Un mandat de deux ans

Cette enquête nationale est présidée par une juge autochtone de la Colombie-Britannique, Marion Buller. Elle sera assistée par quatre commissaires : Qajaq Robinson, Marylin Poitras, Brian Eyolfson et Michèle Audette, ex-présidente des femmes autochtones du Québec qui a aussi été présidente de l’Association des femmes autochtones du Canada et candidate libérale défaite aux dernières élections.

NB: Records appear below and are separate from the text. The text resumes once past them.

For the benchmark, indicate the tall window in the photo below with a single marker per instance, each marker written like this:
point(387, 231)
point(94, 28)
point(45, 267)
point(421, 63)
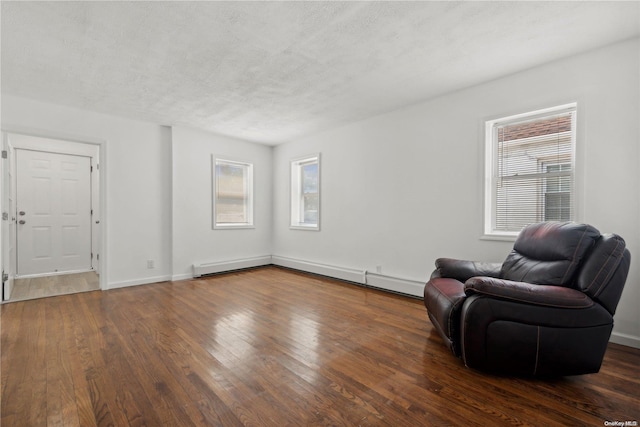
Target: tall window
point(305, 193)
point(233, 194)
point(530, 169)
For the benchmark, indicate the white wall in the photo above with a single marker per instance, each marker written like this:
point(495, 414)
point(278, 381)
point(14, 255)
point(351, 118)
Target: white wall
point(402, 189)
point(138, 210)
point(194, 240)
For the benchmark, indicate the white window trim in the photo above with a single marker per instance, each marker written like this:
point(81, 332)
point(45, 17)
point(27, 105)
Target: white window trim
point(490, 166)
point(294, 190)
point(232, 226)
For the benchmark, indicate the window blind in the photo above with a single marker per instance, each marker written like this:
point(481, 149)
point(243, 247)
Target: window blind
point(534, 170)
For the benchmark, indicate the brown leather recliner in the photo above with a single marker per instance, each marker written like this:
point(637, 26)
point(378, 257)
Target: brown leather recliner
point(547, 310)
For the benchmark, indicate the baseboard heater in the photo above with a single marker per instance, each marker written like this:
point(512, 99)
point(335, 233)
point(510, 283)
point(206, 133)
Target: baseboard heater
point(348, 274)
point(203, 269)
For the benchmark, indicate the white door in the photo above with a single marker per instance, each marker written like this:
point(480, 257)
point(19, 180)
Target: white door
point(53, 199)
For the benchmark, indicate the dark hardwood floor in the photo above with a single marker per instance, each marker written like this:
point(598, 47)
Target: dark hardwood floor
point(271, 347)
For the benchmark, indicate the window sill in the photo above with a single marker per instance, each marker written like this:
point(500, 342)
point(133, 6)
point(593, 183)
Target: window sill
point(305, 227)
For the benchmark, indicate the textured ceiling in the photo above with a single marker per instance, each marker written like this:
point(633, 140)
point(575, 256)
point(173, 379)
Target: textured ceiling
point(270, 72)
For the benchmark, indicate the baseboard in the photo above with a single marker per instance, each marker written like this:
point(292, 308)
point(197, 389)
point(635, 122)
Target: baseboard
point(625, 339)
point(184, 276)
point(136, 282)
point(396, 284)
point(348, 274)
point(222, 266)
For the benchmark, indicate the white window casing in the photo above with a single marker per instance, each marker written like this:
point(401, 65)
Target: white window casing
point(232, 194)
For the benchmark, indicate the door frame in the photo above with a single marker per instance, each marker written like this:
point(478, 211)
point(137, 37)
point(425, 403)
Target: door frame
point(17, 138)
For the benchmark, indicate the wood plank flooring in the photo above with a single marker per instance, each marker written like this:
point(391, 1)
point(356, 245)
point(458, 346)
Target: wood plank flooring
point(271, 347)
point(61, 284)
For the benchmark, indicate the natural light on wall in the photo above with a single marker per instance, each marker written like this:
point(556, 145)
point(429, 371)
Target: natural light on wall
point(305, 193)
point(233, 194)
point(529, 166)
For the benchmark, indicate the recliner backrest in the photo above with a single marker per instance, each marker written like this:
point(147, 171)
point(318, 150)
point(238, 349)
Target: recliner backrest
point(549, 253)
point(604, 271)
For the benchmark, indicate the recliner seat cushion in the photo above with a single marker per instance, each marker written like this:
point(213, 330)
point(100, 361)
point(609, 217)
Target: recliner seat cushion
point(549, 253)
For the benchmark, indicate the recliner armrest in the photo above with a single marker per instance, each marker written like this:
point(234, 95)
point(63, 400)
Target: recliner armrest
point(462, 270)
point(527, 293)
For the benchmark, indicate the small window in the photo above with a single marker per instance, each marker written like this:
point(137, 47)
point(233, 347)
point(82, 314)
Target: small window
point(305, 193)
point(530, 169)
point(233, 194)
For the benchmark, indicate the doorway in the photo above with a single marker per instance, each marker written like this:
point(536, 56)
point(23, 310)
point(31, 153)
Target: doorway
point(52, 207)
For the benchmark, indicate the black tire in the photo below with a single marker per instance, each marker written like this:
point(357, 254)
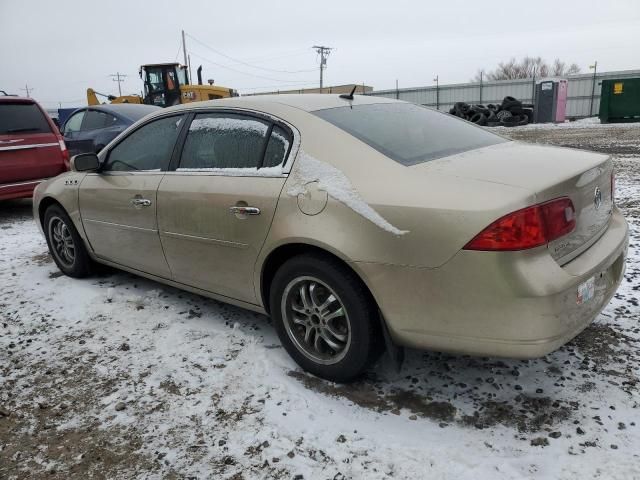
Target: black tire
point(480, 109)
point(361, 322)
point(503, 114)
point(479, 119)
point(511, 121)
point(61, 242)
point(461, 109)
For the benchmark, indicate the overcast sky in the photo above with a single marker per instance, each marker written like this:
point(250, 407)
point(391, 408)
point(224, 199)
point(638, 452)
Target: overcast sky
point(59, 48)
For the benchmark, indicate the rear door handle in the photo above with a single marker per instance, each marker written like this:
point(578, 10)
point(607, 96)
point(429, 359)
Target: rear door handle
point(236, 210)
point(140, 202)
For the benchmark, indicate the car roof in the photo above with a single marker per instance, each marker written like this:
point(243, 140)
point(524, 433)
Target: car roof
point(16, 99)
point(130, 111)
point(308, 102)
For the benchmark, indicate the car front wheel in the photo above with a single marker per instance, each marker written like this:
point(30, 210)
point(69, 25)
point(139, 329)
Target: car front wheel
point(65, 244)
point(325, 317)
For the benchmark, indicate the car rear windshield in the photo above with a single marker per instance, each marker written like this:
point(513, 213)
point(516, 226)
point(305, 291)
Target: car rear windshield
point(408, 133)
point(22, 118)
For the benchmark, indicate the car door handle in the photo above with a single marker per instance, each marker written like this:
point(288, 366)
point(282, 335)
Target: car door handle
point(239, 210)
point(140, 202)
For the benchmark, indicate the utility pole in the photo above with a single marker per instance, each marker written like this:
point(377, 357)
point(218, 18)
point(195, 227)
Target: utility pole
point(593, 67)
point(186, 59)
point(26, 89)
point(118, 77)
point(324, 53)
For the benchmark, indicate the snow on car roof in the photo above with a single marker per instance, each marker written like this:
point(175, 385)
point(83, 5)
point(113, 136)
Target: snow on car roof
point(308, 102)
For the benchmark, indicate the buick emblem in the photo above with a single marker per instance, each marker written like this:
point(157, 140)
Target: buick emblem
point(597, 198)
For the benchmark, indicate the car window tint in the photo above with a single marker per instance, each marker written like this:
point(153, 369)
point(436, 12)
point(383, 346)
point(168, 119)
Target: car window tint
point(409, 133)
point(277, 148)
point(22, 118)
point(74, 123)
point(148, 148)
point(94, 120)
point(224, 140)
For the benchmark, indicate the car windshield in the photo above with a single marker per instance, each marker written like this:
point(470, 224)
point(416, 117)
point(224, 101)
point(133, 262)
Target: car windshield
point(22, 118)
point(408, 133)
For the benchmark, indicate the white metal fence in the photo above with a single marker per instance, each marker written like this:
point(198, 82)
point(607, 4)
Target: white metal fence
point(444, 96)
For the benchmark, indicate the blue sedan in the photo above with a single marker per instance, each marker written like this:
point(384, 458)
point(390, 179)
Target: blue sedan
point(89, 129)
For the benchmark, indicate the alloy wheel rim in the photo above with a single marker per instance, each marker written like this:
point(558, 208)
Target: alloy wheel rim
point(316, 320)
point(62, 241)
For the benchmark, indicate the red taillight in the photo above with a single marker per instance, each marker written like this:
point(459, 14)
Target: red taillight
point(559, 216)
point(527, 228)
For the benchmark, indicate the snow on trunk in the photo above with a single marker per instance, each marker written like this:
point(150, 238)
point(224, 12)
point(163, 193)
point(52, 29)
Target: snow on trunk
point(331, 180)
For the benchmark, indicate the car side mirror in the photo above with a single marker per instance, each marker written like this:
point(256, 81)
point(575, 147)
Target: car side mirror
point(85, 162)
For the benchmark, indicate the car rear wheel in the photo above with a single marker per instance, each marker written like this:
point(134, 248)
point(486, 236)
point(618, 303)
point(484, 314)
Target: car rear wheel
point(325, 318)
point(65, 244)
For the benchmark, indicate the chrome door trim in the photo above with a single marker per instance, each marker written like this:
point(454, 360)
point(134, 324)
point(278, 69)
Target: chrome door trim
point(28, 182)
point(121, 227)
point(216, 173)
point(224, 243)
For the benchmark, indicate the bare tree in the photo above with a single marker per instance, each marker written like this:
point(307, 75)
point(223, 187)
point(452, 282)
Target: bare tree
point(527, 68)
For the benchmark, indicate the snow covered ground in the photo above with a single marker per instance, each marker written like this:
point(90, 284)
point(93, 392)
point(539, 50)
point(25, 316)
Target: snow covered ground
point(119, 377)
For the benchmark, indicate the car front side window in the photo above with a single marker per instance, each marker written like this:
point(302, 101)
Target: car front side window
point(224, 141)
point(74, 123)
point(149, 148)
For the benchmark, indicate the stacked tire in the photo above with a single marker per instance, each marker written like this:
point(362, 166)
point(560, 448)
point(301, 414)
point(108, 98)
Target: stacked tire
point(510, 113)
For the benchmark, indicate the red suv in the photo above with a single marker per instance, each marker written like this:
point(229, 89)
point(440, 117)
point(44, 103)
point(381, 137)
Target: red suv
point(31, 147)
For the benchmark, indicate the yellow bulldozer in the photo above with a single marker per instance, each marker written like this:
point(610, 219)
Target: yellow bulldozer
point(165, 85)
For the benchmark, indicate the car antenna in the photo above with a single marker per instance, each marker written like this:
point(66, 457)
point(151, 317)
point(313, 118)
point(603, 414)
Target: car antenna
point(349, 96)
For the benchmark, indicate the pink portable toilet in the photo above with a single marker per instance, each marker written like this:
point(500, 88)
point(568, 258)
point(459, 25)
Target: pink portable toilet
point(551, 100)
point(561, 101)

Dans un premier temps, les Commissaires vont se réunir à Vancouver afin d’établir le plan de match de cette enquête, ses objectifs, sa mission et les orientations à donner à leur travail. « C’est la première fois que nous sommes réunis tous les cinq ensemble, a expliqué Michèle Audette lors d’une entrevue au Réseau de l’Information de Radio-Canada. On a tous une idée de par où on veut commencer mais là, on va en discuter entre nous ». Avant le lancement officiel de l'enquête la "commissaire" Michelle Audette avait aussi confié qu'une enquête nationale sur les femmes autochtones disparues ou assassinées pourrait coexister avec une enquête distincte pour le Québec, estime la commissaire Michèle Audette. La chose serait « envisageable » si deux enquêtes menées en parallèle poursuivaient des « objectifs différents », ce qui pourrait éviter aux victimes et à leurs proches d’avoir à partager leurs histoires deux fois plutôt qu’une. « Si les deux enquêtes font le même travail, c'est coûteux, humainement parlant (témoigner deux fois). Mais si ce sont des enquêtes avec des objectifs différents et bien précis, ce sont des choses qu'on va devoir discuter. »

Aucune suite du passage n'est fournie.